A segunda é a corrente crítica. A atitude do pensador filiado a esse movimento é apontar as incoerências e riscos das teorias que tradicionalmente governam o pensamento jurídico na atualidade. David Kennedy e Duncan Kennedy, ambos professores de Harvard, têm freqüentemente insistido na irracionalidade e nos efeitos danosos da tradição positivista, liberal clássica e economicista para sociedades que aspiram o desenvolvimento. O movimento “Law and Development”, tal como é hoje divulgado, segue basicamente essa tendência. O livro The New Law and Economic Development: A Critical Appraisal (Cambridge: Cambridge University Press, 2006), recentemente editado por David Trubek e Alvaro Santos, é uma ótima referência dessa perspectiva.
A terceira é a via liberal-desenvolvimentista. Assimilando parte das críticas apresentadas pelos dois movimentos anteriores, esta linha de pensamento busca reformular o pensamento liberal clássico e conciliar os ideais de justiça com a indispensável atenção para os seus efeitos na realidade de cada sociedade. Amartya Sen é uma voz importante nessa perspectiva. A. J. van der Walt, professor sul-africano de direito de propriedade (cf. Constitutional Property Law, Cape Town: Juta, 2005) e Frank Michelman, constitucionalista e filósofo de Harvard (cf. “The Constitution, Social Rights and Liberal Political Justification”, 1 International Journal of Constitutional Law 13 (2003)), tentam incorporar esse método à teoria do direito.
O interesse desse debate para nós, brasileiros, é muito simples. Optar por uma ou outra vertente confere ao direito uma responsabilidade diferente, e altera a maneira de agir do jurista. Por exemplo: qual deve ser o papel do direito no combate à pobreza no Brasil? E qual o papel do jurista nesse debate?
Segundo o positivismo e o liberalismo clássico, é provável que se diga que a pobreza é um problema econômico, não jurídico – ao menos, não diretamente. Se existe fome, isso seria fruto das ‘contingências’ da sociedade: é a economia que não é forte o suficiente, ou é a política que ainda não aprovou as leis adequadas para combater a pobreza. Nessa visão, o jurista está, em princípio, livre da responsabilidade de enfrentar as desigualdades sociais, até que a economia e a política cumpram seu papel.

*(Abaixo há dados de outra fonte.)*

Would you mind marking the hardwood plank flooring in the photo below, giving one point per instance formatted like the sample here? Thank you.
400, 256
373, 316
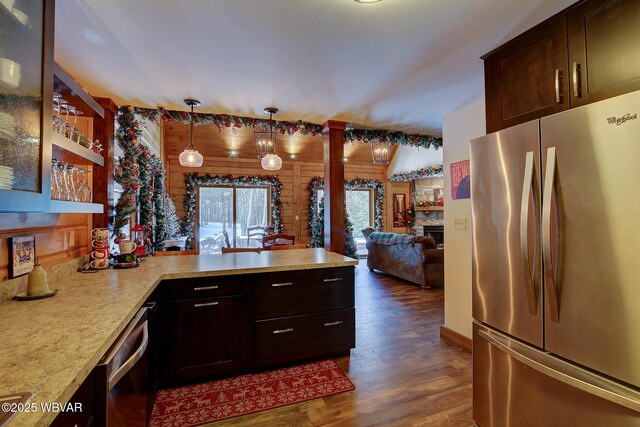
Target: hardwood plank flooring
403, 373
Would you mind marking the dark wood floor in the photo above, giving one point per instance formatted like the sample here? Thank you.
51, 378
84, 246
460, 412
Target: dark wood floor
403, 373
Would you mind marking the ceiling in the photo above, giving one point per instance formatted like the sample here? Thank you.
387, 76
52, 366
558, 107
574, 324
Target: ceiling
398, 64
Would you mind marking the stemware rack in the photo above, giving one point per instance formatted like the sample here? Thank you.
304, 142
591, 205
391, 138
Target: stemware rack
69, 151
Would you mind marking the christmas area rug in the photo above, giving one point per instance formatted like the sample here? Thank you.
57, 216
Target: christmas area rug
217, 400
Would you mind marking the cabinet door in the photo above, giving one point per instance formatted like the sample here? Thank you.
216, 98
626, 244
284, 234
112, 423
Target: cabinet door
526, 78
26, 83
604, 43
207, 336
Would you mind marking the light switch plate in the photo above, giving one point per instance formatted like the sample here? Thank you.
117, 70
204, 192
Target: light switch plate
460, 223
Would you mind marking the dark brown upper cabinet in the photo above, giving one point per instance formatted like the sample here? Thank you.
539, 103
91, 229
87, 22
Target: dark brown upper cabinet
586, 53
526, 78
604, 49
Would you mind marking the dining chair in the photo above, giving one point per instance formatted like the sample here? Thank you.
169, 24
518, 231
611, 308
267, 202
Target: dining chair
277, 239
233, 250
257, 232
293, 246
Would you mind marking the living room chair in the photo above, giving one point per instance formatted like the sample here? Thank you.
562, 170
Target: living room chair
292, 246
255, 232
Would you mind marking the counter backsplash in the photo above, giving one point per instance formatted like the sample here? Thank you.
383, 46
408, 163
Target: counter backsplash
17, 286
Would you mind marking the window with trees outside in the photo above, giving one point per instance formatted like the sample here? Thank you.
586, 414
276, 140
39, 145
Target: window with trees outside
359, 203
232, 216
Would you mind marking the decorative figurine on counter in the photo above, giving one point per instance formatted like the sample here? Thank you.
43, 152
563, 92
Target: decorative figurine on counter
137, 234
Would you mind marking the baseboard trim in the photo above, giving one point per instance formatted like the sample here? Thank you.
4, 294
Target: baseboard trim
455, 338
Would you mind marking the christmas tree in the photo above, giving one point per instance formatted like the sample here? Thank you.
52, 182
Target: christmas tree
173, 222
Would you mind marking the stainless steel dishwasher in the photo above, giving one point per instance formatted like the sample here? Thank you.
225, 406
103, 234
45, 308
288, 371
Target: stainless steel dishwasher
123, 390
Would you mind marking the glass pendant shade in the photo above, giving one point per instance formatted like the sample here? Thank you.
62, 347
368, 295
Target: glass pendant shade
271, 162
264, 144
191, 158
380, 152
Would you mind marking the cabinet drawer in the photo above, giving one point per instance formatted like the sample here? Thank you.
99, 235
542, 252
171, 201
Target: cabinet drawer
204, 287
307, 291
300, 337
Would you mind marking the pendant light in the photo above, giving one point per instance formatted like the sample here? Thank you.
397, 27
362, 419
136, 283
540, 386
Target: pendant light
190, 156
266, 145
381, 152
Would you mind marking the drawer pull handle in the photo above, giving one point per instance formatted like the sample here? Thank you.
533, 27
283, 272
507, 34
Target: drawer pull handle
279, 285
206, 304
337, 322
205, 288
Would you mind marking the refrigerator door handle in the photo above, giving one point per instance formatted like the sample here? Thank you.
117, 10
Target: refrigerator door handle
565, 372
547, 256
527, 189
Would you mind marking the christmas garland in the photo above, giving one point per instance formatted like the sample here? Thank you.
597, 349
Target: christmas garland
316, 230
420, 173
143, 175
228, 121
127, 135
222, 121
394, 138
193, 180
350, 248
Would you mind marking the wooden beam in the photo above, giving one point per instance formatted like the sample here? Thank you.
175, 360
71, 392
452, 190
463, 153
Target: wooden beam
334, 195
104, 130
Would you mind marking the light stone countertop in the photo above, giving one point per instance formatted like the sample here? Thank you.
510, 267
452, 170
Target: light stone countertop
49, 346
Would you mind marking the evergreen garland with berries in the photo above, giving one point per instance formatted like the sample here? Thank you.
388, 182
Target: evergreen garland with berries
315, 215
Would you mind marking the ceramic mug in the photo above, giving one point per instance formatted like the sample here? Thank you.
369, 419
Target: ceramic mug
100, 244
127, 247
99, 264
100, 233
100, 254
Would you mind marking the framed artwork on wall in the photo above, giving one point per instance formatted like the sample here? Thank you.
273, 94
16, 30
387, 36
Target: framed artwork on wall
399, 210
22, 252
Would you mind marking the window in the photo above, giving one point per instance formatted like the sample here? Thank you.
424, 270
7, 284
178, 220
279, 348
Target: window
232, 216
360, 210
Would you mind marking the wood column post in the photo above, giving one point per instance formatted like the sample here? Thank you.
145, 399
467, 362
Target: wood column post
104, 130
334, 197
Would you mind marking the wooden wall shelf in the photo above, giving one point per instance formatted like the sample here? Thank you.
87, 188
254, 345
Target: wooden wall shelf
429, 208
77, 96
72, 152
62, 206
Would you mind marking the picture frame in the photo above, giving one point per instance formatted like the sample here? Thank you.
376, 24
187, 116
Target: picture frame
399, 210
22, 255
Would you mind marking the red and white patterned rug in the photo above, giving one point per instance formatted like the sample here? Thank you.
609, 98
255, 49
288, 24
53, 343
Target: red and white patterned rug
217, 400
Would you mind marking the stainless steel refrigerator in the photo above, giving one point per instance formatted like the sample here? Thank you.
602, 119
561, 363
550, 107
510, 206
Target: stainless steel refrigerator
556, 269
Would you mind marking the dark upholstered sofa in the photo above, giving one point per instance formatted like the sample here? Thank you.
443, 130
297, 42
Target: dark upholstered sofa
419, 262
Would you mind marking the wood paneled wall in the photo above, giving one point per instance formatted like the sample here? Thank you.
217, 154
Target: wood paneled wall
52, 236
295, 177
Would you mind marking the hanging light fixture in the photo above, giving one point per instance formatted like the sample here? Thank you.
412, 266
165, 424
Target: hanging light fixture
190, 156
380, 151
266, 145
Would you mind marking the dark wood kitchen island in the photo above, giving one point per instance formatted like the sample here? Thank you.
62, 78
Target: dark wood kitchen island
51, 346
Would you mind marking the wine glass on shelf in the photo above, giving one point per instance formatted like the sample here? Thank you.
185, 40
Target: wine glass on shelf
67, 128
62, 106
57, 121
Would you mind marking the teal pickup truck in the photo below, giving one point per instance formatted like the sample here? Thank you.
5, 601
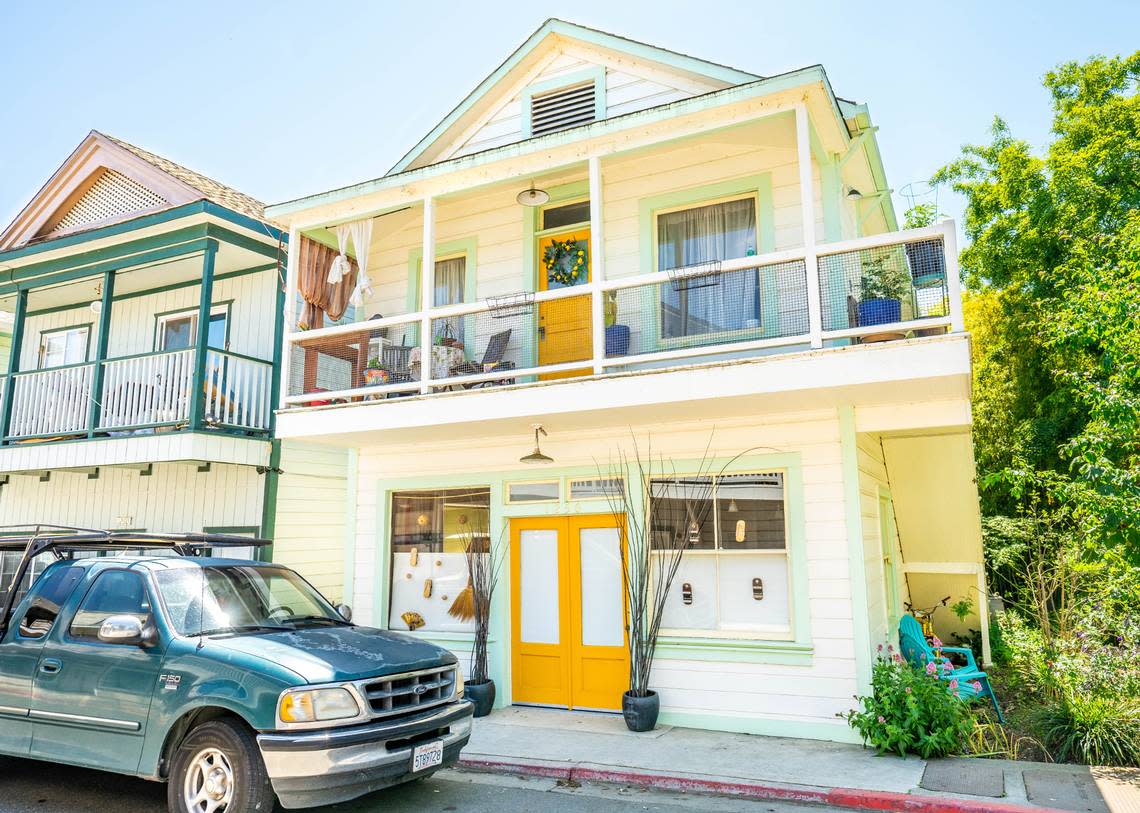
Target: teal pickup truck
233, 681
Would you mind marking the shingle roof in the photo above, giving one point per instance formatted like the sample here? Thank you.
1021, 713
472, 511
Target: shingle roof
211, 189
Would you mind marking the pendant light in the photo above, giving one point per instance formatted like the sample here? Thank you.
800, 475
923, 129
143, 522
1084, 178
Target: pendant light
537, 455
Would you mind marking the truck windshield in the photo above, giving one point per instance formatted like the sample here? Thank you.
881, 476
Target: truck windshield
241, 599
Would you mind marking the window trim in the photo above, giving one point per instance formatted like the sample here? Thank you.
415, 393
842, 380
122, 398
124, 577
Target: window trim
51, 331
595, 73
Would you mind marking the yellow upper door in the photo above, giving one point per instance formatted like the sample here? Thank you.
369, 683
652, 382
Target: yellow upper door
564, 324
568, 612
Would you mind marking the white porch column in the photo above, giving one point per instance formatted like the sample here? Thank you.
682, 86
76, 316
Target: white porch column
426, 294
807, 212
596, 262
291, 287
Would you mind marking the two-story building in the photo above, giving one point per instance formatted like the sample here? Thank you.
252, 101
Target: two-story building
143, 307
626, 245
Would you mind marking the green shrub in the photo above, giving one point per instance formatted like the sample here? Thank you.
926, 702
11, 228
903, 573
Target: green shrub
910, 713
1092, 730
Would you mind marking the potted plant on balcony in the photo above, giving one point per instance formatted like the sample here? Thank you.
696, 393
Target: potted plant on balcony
485, 564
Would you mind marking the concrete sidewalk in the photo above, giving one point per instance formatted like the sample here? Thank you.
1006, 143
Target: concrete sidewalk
577, 746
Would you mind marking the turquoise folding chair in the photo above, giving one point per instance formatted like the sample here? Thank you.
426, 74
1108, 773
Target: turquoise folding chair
918, 652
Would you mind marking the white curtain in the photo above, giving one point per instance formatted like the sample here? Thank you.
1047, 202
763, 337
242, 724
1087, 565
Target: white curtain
360, 230
718, 232
448, 290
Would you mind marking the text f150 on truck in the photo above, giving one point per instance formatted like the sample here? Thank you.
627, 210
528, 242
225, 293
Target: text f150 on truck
233, 681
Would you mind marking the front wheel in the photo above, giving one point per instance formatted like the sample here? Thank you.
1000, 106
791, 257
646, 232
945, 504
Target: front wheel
218, 769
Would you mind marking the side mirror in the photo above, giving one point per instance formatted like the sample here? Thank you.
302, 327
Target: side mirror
122, 629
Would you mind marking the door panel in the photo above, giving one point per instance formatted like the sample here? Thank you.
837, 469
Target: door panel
563, 325
568, 612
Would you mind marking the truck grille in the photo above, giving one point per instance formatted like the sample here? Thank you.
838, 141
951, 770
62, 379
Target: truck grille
409, 691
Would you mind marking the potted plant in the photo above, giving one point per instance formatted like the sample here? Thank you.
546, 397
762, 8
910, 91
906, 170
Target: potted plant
617, 336
374, 373
884, 282
485, 564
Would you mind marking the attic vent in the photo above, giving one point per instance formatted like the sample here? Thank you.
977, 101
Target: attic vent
562, 108
111, 196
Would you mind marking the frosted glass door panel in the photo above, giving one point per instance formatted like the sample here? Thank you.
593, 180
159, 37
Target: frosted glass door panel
740, 609
699, 572
602, 619
538, 586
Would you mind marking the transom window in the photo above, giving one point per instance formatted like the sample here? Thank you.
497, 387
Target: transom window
733, 578
722, 302
64, 347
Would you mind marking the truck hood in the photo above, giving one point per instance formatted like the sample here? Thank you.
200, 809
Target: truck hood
326, 655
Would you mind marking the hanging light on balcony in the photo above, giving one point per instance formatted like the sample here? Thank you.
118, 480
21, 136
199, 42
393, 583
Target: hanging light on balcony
532, 196
537, 455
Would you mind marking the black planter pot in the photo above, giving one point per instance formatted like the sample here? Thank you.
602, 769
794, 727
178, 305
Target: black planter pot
481, 696
641, 712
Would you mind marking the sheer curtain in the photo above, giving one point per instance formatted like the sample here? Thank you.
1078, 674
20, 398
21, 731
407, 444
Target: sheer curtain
449, 279
717, 232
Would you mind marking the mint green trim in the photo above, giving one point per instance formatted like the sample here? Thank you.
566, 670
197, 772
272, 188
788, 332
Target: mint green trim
640, 50
801, 78
768, 726
759, 186
595, 74
467, 246
848, 445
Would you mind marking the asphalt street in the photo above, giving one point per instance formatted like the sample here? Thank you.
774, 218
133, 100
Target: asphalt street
29, 786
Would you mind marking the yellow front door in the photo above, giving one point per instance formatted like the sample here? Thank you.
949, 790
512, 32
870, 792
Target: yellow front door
564, 324
568, 612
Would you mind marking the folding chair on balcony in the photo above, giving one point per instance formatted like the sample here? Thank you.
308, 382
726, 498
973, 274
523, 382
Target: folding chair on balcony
493, 362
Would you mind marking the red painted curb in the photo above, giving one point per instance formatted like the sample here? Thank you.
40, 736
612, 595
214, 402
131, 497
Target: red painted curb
837, 797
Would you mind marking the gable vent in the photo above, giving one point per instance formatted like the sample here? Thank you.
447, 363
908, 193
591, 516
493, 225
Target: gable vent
562, 108
111, 196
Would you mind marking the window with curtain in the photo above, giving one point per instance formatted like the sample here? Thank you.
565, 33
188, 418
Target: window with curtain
726, 302
449, 283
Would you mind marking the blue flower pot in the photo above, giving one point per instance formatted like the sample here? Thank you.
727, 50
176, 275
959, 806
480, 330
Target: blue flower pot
617, 340
879, 311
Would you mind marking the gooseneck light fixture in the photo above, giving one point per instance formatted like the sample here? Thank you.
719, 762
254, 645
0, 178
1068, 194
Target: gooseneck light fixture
537, 455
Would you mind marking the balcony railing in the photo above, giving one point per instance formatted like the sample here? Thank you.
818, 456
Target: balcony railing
866, 290
140, 393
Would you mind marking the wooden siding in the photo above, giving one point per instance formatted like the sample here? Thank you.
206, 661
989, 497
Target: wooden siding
173, 497
311, 514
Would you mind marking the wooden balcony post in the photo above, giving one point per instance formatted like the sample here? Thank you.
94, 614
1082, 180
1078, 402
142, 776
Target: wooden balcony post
17, 341
426, 294
807, 212
596, 263
100, 352
201, 349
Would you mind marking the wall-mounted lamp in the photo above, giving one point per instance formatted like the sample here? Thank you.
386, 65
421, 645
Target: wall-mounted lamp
537, 455
532, 196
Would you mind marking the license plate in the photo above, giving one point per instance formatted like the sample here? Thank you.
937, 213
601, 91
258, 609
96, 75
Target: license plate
428, 755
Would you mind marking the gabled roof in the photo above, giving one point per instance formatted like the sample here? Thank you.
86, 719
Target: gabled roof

De acordo com a vertente economicista, o direito deve ser pensado segundo a máxima utilitarista da felicidade geral. Essa máxima, segundo os economistas, concretiza-se com a aplicação do critério de eficiência econômica à regulação do mercado e das relações sociais. Em tese, todos seriam beneficiados indistintamente: maior produtividade geraria melhores condições de vida para todos. Cabe ao jurista pensar como é possível garantir as condições de uma competição livre. E deve o juiz, ao decidir um caso concreto, levar em conta os objetivos de sua decisão, mais que os valores constitucionais de liberdade e igualdade que as pressupõe.
Um problema dessa perspectiva (economicista), alertam os críticos, resulta do distanciamento entre o ideal garantido pela eficiência econômica e as contingências da vida em sociedade. Se vivêssemos em um mundo perfeito, a lógica econômica provavelmente alcançaria seus fins. A realidade social, contudo, é bem diferente. O grande risco é que as promessas de desenvolvimento do economicismo saiam pela tangente e, em vez de promover o bem-estar geral, beneficiem apenas uma minoria, e ampliem a desigualdade social.
Outro problema, segundo os liberal-desenvolvimentistas, é que a máxima da eficiência econômica possui, se muito, um comprometimento apenas indireto com os mais necessitados. O combate à pobreza em uma sociedade marcada pela desigualdade exigiria um ideal de direito comprometido prioritariamente com os mais fracos.
Em meio a esse debate, forma-se uma interessante sintonia. Economicistas, críticos e liberal-desenvolvimentistas disputam a melhor compreensão do direito. Mas todos concordam em que a resposta correta deve tratar direito e desenvolvimento como algo integrado.
O que é atrasado no discurso acadêmico contemporâneo é alimentar a crença de que essas idéias podem ou devem ser dissociadas, e que se pode identificar a essência do direito. Em vez de buscar essa essência, ganharíamos mais se atentássemos para uma pergunta muito mais relevante: Qual a melhor maneira de se pensar juridicamente o processo de desenvolvimento social e econômico em um país?
A essa questão, adicione uma pitada da realidade brasileira e se tem um prato cheio para reflexão: Como se deve compreender o direito, de modo a promover o desenvolvimento social e econômico em uma sociedade marcada pela pobreza extrema e pela radical desigualdade social? Eis o rumo correto dos debates.
[1] Mestre em Direito pela UnB e pela Universidade de Harvard.